Lab experiment

Schlieren Optics

Schlieren photography makes the invisible visible. Density gradients in air — from heat, sound, or gas flows — bend light rays ever so slightly. A knife edge placed at the focal point of a mirror converts these tiny deflections into dramatic patterns of light and shadow. Click on the test area to place heat sources and watch turbulent convection plumes appear.

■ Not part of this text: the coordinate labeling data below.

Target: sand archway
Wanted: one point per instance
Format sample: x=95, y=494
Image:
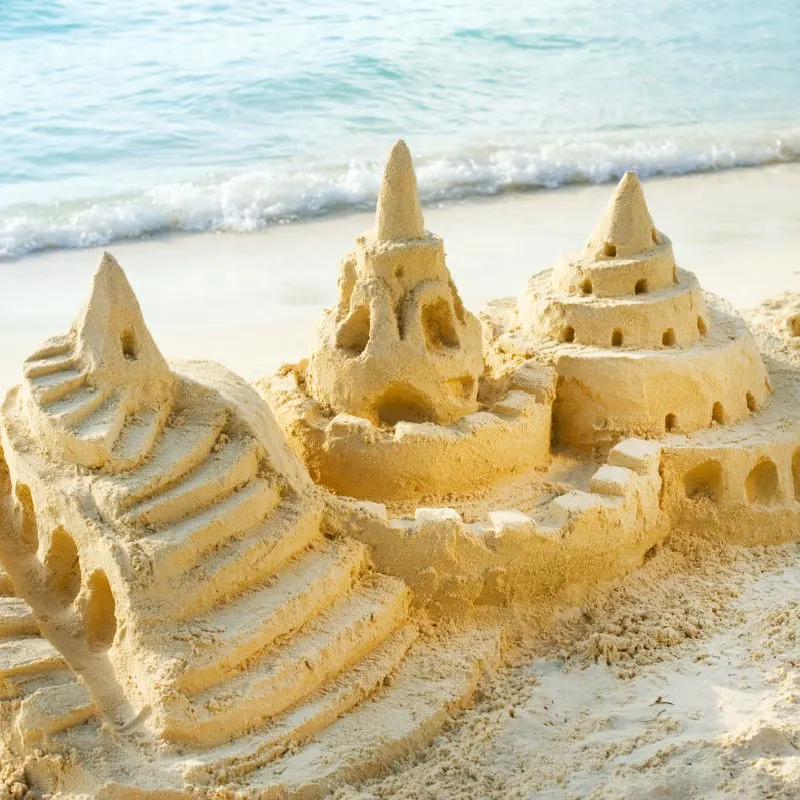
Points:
x=762, y=483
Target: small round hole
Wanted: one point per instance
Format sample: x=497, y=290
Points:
x=129, y=349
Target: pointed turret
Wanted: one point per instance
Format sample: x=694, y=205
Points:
x=626, y=228
x=111, y=332
x=399, y=213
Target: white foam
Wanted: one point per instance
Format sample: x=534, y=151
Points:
x=257, y=198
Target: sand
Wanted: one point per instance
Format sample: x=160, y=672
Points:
x=216, y=296
x=677, y=680
x=681, y=682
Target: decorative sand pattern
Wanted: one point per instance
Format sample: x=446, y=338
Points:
x=199, y=598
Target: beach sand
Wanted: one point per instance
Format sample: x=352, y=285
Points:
x=682, y=680
x=213, y=296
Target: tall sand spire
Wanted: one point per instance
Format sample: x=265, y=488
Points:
x=399, y=213
x=626, y=228
x=111, y=328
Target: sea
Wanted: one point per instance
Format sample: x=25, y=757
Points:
x=132, y=119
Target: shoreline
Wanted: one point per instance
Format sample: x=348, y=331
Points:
x=249, y=300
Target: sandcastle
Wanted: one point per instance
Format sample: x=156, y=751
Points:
x=396, y=392
x=199, y=597
x=171, y=550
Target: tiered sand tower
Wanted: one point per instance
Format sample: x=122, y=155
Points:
x=639, y=348
x=170, y=547
x=394, y=400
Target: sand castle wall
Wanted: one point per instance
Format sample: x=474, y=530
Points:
x=350, y=456
x=579, y=538
x=638, y=348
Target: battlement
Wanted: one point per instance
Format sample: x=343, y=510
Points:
x=576, y=538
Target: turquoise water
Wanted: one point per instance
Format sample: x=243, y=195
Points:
x=120, y=120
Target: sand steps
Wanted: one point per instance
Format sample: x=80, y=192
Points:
x=52, y=347
x=339, y=637
x=138, y=435
x=435, y=680
x=103, y=423
x=228, y=469
x=16, y=618
x=21, y=655
x=177, y=547
x=307, y=718
x=240, y=630
x=47, y=389
x=51, y=709
x=177, y=452
x=245, y=561
x=74, y=408
x=49, y=365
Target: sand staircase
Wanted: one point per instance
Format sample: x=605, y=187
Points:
x=99, y=395
x=39, y=695
x=250, y=607
x=184, y=572
x=93, y=417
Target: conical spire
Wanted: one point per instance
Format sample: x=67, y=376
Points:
x=399, y=213
x=626, y=228
x=111, y=329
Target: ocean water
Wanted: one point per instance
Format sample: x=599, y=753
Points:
x=122, y=120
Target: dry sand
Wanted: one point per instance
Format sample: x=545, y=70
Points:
x=214, y=296
x=683, y=680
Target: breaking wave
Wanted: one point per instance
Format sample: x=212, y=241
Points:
x=257, y=198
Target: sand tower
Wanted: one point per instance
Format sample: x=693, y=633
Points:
x=169, y=547
x=395, y=393
x=400, y=346
x=639, y=348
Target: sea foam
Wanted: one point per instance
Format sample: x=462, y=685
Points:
x=256, y=198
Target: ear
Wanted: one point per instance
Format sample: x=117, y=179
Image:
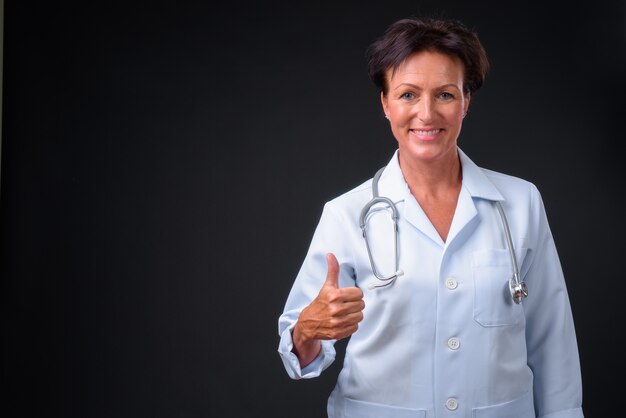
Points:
x=466, y=104
x=383, y=101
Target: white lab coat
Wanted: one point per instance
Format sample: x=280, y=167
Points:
x=445, y=340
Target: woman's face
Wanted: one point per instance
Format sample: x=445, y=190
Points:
x=425, y=105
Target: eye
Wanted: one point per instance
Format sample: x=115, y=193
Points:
x=446, y=96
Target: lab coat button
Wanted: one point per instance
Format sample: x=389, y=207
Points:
x=451, y=283
x=452, y=404
x=453, y=343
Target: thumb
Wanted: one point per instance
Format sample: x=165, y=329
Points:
x=332, y=277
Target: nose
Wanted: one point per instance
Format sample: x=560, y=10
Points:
x=425, y=109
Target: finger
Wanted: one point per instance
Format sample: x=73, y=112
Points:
x=332, y=277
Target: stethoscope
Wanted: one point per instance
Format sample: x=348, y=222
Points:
x=517, y=287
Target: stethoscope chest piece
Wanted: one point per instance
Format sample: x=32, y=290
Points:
x=518, y=290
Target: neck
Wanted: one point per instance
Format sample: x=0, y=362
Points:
x=431, y=179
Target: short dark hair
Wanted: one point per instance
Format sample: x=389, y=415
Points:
x=408, y=36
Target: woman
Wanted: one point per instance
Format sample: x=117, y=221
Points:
x=436, y=327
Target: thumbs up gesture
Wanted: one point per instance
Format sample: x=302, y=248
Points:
x=334, y=314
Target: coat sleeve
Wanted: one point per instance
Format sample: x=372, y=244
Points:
x=330, y=236
x=550, y=335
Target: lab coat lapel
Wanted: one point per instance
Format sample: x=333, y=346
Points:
x=475, y=185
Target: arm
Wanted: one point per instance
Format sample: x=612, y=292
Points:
x=318, y=311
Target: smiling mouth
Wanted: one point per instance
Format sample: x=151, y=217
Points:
x=427, y=133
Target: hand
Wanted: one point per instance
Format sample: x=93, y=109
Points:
x=334, y=314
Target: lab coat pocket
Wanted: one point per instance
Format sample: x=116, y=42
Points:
x=360, y=409
x=493, y=304
x=518, y=408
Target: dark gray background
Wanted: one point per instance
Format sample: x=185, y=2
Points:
x=164, y=166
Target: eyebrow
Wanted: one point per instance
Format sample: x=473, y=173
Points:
x=419, y=88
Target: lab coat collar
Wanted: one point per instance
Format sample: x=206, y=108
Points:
x=475, y=185
x=475, y=181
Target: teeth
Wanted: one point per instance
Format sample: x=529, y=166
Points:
x=433, y=132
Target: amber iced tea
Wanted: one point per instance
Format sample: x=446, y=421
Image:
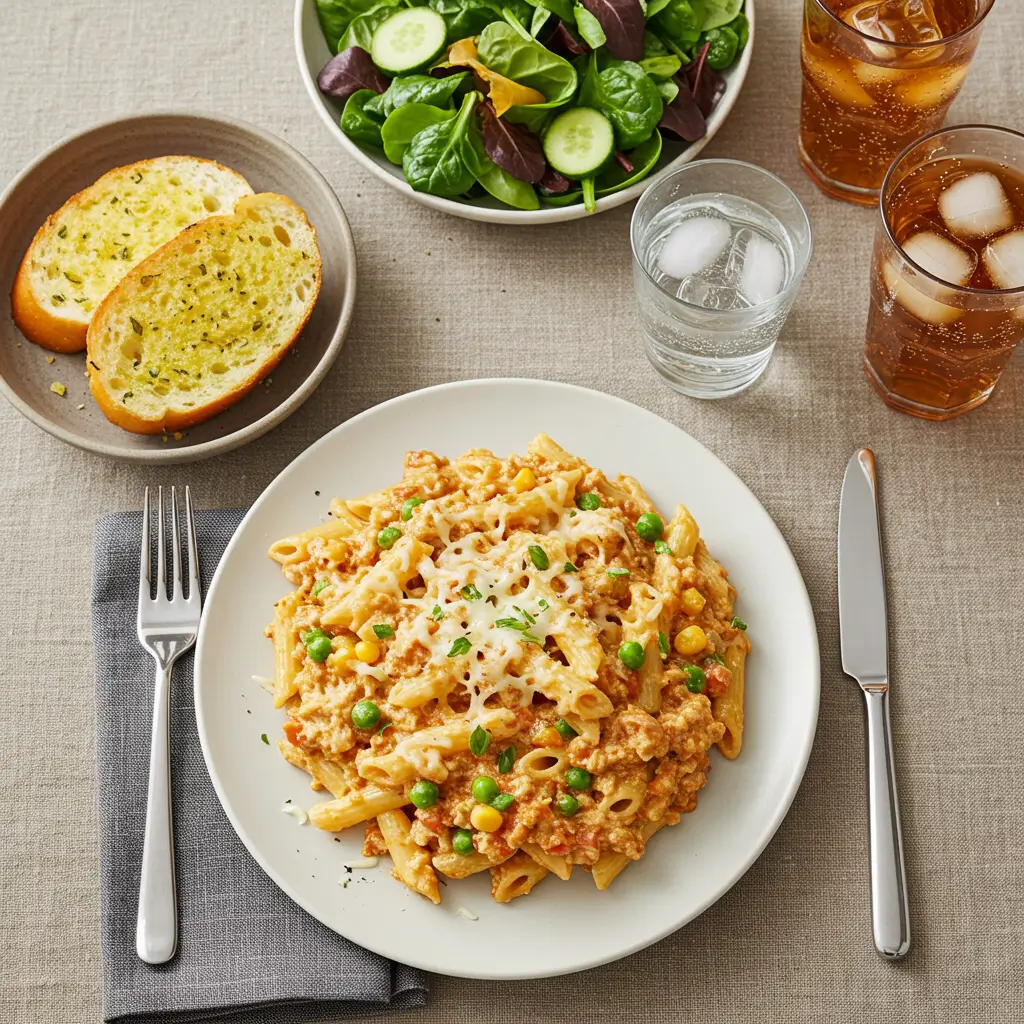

n(T) ≈ 1 + (n₀ − 1) · T₀/T | refractive index decreases with temperature

Optical Setup (Schematic)

Schlieren Image — click to place heat sources

Sources 0

Max ∇T 0 K/m

Knife edge Vertical

Sensitivity 1.0×

Preset:

Knife:

Temperature 400 K

Sensitivity 1.0×

Turbulence 50%

Max Temperature Gradient

—

Heat Sources

Knife Edge Angle

90°

Peak Temperature

293 K

What is schlieren photography?

Schlieren (German for "streaks") photography is an optical technique for visualizing refractive index variations in transparent media. First developed by August Toepler in 1864, it has become essential in aerodynamics, combustion research, and fluid dynamics for revealing phenomena invisible to the naked eye: heat convection, shock waves, gas mixing, and sound waves in air.

How it works

A point light source is placed at the focus of a concave mirror (or lens), producing a parallel beam that passes through the test area. A second mirror refocuses the beam onto a knife edge placed precisely at the focal point. In undisturbed air, exactly half the light passes the knife edge. Any density gradient in the test area deflects light rays: rays deflected toward the knife edge are blocked (dark regions), while rays deflected away pass through (bright regions). The result is a grayscale image where brightness encodes the density gradient in one direction.

The physics of refraction

Air's refractive index depends on density: n ≈ 1 + 0.000293 · (ρ/ρ₀). Since hot air is less dense, it has a lower refractive index. The deflection angle of a light ray is proportional to the gradient of the refractive index integrated along the beam path: θ ∝ ∫ (∂n/∂y) dz. This means schlieren images show the first spatial derivative of the density field — not the density itself, but its gradient.

Knife edge orientation

A vertical knife edge is sensitive to horizontal density gradients (dn/dx), while a horizontal knife edge detects vertical gradients (dn/dy). For convection plumes rising vertically, a horizontal knife edge reveals the sharpest structures at the edges of the plume, while a vertical knife edge shows the left-right asymmetry of turbulent eddies.

What you see in this simulation

Each heat source creates a plume of hot, buoyant air that rises and develops turbulent structures. The simulation models temperature diffusion and buoyancy-driven convection with Perlin-like noise for turbulence. The schlieren image is computed by taking the directional gradient of the temperature field (a proxy for refractive index) and mapping it to brightness. Bright regions represent density gradients deflecting light past the knife edge; dark regions represent gradients deflecting light into the knife edge.